Martin Högbom. J Biol Inorg Chem. 2010 Mar.

Abstract

The manganese/iron-carboxylate proteins make up a recently discovered group of proteins that contain a heterodinuclear Mn/Fe redox cofactor. The chemical potential of the heterodinuclear metal site is just starting to be characterized, but available data suggest that it may have capabilities for similarly versatile chemistry as the extensively studied diiron-carboxylate cofactor. The presently identified members of the manganese/iron-carboxylate proteins are all sequence homologues of the radical-generating R2 subunit of class I ribonucleotide reductase, canonically a diiron protein. They are also commonly misannotated as such in databases. In spite of the sequence similarity, the manganese/iron-carboxylate proteins form at least two functionally distinct groups, radical-generating ribonucleotide reductase subunits and ligand-binding Mn/Fe proteins. Here, the presently available sequences for the manganese/iron-carboxylate proteins are gathered, grouped, and analyzed. The analysis provides sequence determinants that allow group identification of new sequences on the single-protein level.

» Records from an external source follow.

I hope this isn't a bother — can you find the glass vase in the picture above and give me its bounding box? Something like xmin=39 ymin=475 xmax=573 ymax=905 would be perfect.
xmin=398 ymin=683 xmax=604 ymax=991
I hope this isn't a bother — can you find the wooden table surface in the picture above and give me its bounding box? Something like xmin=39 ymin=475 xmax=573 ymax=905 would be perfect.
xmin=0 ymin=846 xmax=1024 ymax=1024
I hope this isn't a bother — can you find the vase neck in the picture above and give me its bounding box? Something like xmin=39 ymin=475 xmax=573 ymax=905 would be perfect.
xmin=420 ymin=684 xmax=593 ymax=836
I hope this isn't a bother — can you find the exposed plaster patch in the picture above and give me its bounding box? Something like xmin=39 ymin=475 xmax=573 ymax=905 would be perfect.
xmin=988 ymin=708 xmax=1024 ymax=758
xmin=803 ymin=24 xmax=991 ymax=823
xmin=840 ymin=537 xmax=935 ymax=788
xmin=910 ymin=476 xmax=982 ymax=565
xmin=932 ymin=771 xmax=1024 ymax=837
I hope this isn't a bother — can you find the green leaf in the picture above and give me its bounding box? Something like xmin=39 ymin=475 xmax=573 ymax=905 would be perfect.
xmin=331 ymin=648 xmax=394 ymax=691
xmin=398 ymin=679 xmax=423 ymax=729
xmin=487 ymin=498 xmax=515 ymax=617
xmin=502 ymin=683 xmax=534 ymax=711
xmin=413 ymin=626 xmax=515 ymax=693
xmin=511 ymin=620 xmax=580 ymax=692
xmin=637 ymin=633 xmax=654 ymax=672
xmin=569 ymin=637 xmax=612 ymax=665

Key differences between the groups are mapped on the known representative structures, providing clues to the structural prerequisites for metal specificity, cofactor formation, and difference in function. The organisms that encode manganese/iron-carboxylate proteins are briefly discussed; their environmental preference suggests that the Mn/Fe heterodinuclear cofactor is preferred by extremophiles and pathogens with a particularly high relative presence in Archaea.